Gli arredi sono legati soprattutto al gusto degli abitanti .In
questa stanza è stato utilizzato molto legno e la tecnica
decorativa del trompe l’oeil per il soffitto in modo da
creare finte architetture.
La
seconda stanza risulta un po’ più spoglia anche per il soffitto
non decorato a causa dei gravi danni provocati dall’incendio del1
1855.
Il
terzo ambiente è la camera da letto di Maria Teresa costituito dal
suo letto, una culla e un tavolo grande per banchetto. Sulla parete
troviamo un quadro che rappresenta il progetto originario del
castello di Rivoli .
Osserviamo
poi una serie di ambientini più piccoli adatti anche a creare
maggior intimità.
Le
ultime stanze sono anche le più moderne, dove vivevano Vittorio
Emanuele III e la Regina Elena. La loro è una camera in stile
liberty accanto alla quale troviamo la sala da bagno con due porte :
quella di sinistra che la collega alla camera oscura dove la regina
Elena, appassionata di fotografia, sviluppava personalmente le foto.
L’ultimo
ambiente è il Salottino della musica con soffitto
decorato con strumenti musicali , e lampadario in vetro di Murano.
All’esterno
l’immancabile, vastissimo parco, costituito da una serie di
piccoli edifici come il cinile, dove veniva custodito
e addestrato un centinaio di cani da caccia delle migliori razze,
una casetta di caccia costruita davanti ad un raffinato tempietto
gotico, simile alle abitazioni russe dette “dacie”, in occasione
della visita dello czar; dal porticato della casetta è possibile
notare in lontananza l’ombra scura della Grotta di Merlino,
affacciata a sua volta su uno dei laghi che costellano il parco.
Il
giardino raggiunse queste dimensioni con Carlo Alberto nel 1776. Fu
poi Giuseppina di Lorena a trasformarlo in un parco facendo piantare
numerosi alberi ad alto fusto.

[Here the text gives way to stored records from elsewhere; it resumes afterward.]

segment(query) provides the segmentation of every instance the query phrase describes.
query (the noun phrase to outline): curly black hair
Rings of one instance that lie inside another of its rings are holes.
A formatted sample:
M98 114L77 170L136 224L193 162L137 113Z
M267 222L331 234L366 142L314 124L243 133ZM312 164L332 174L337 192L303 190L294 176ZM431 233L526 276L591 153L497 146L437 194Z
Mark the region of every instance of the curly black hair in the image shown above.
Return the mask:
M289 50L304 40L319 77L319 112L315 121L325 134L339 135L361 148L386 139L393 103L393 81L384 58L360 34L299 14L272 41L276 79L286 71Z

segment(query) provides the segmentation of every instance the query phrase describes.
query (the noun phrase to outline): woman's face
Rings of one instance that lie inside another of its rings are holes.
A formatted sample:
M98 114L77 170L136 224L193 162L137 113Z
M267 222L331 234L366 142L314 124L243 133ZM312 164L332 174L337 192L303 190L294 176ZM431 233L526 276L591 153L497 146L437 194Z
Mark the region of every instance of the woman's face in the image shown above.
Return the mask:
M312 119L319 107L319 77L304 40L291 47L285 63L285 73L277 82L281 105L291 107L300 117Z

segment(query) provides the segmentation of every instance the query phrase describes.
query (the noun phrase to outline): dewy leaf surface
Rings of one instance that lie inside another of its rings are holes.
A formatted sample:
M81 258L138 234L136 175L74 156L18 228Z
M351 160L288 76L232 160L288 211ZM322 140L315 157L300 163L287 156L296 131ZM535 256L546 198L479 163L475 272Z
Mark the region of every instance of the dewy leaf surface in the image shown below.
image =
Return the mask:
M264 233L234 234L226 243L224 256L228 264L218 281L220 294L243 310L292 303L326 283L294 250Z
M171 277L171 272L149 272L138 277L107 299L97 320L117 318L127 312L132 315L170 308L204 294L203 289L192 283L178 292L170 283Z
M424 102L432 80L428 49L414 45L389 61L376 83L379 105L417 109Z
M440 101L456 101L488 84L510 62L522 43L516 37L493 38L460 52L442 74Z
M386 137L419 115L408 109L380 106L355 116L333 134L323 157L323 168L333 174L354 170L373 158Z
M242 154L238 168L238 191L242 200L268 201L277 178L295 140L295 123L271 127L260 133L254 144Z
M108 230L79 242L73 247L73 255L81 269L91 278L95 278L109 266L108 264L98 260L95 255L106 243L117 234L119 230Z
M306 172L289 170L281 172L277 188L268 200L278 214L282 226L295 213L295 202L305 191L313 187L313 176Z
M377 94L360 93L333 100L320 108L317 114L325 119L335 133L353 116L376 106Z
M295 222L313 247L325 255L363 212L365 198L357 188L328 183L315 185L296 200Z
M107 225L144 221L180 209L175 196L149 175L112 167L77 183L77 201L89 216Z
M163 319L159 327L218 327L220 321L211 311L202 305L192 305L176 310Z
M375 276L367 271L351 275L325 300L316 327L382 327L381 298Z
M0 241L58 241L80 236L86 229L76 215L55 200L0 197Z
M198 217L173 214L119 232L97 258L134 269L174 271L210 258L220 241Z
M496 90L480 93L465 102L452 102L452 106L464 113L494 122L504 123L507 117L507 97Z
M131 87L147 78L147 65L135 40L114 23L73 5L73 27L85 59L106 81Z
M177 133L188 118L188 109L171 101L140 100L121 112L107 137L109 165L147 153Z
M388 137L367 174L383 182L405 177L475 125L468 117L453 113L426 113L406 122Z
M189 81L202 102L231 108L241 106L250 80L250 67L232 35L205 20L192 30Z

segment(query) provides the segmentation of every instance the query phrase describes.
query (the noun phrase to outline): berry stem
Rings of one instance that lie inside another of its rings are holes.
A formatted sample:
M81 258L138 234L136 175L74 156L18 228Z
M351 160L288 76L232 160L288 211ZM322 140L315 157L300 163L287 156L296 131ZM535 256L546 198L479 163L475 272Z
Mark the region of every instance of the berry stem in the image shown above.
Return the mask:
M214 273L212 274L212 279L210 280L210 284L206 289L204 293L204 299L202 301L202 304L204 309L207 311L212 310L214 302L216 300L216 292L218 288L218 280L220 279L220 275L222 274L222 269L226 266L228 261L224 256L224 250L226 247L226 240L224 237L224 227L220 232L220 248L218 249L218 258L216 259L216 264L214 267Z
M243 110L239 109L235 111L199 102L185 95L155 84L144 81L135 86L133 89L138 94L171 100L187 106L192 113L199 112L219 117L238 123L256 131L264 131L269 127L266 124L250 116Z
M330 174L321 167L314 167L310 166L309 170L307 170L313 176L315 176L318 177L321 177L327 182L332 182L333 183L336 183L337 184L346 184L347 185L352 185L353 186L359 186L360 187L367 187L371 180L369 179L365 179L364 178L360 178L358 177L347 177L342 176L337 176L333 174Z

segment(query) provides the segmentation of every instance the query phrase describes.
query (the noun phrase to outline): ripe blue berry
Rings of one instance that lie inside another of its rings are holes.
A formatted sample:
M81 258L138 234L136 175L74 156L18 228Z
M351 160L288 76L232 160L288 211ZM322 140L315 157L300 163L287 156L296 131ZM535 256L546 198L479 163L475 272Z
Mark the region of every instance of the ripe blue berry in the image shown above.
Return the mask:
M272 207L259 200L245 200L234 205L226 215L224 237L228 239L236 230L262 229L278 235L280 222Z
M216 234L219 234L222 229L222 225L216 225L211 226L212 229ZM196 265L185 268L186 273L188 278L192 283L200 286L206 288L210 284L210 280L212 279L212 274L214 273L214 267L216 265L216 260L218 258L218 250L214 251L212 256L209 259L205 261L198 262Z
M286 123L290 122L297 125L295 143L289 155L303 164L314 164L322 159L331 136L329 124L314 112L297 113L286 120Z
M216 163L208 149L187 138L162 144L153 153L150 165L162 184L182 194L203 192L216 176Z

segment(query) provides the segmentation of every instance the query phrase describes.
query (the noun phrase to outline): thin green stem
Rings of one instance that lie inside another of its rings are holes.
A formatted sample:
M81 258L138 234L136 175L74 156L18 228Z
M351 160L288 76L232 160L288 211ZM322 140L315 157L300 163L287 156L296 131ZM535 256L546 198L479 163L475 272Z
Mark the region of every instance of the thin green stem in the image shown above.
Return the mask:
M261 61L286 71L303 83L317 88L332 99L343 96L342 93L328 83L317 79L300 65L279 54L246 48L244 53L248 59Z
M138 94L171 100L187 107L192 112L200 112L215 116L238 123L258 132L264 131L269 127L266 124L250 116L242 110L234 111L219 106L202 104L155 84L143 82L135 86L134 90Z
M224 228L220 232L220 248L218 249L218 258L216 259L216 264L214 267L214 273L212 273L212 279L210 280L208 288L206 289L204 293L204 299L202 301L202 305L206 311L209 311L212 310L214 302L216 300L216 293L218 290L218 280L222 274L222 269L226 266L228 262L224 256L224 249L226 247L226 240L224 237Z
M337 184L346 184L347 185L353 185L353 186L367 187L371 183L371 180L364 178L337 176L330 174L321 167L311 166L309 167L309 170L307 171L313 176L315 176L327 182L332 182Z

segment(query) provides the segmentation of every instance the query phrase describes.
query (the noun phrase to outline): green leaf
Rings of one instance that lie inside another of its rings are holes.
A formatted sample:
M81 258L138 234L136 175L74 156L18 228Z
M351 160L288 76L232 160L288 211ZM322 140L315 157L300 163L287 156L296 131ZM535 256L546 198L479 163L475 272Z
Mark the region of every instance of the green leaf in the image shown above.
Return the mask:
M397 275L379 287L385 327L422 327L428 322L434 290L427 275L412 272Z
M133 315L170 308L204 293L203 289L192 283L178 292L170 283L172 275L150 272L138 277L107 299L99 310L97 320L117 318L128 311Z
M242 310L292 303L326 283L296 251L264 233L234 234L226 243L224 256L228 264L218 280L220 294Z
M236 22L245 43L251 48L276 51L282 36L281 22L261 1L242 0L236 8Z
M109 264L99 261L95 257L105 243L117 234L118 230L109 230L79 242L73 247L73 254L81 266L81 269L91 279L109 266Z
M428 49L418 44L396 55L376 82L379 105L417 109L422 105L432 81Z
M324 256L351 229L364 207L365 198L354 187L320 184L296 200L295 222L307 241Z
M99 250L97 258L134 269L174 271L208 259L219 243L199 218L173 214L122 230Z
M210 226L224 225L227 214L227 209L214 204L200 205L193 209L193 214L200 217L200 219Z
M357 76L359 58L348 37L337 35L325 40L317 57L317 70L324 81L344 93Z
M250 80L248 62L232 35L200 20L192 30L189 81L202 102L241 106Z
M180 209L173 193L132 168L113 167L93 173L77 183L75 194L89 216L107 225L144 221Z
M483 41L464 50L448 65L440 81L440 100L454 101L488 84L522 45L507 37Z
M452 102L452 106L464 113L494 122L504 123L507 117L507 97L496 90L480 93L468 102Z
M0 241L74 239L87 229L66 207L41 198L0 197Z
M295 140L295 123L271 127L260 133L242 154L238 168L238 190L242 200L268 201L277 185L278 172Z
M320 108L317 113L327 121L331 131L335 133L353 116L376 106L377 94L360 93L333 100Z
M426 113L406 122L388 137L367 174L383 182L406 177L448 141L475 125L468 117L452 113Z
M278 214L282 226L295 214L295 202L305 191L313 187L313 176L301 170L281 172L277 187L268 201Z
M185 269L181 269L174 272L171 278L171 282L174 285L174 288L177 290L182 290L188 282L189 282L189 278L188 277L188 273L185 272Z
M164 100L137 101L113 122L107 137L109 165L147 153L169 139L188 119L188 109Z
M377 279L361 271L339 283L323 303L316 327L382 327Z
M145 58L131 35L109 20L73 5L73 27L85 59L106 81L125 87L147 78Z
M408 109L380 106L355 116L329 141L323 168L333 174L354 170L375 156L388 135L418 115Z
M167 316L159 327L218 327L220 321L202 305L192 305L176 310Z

La cura dello spazio verde fu
interesse di numerosi professionisti: per esempio nel 1815 l’architetto
Kurten inserì una serie di alberi piantati in cerchio, a filare
semplice o doppio, tipico del parco all’inglese: non era un
paesaggio naturale, ma si presentava estremamente curato nei minimi
dettagli. In seguito Giacomo Pregliasco introdusse elementi
architettonici come la “fagianaia” dove accanto ai fagiani si
trovavano uccelli esotici testimoni della moda del tempo.
Alzando
gli occhi al cielo si possono veder volteggiare alcuni esemplari di
cicogne, aironi e altre specie protette dalla L.I.P.U da quando il
Castello di Racconigi divenne un’oasi ecologica.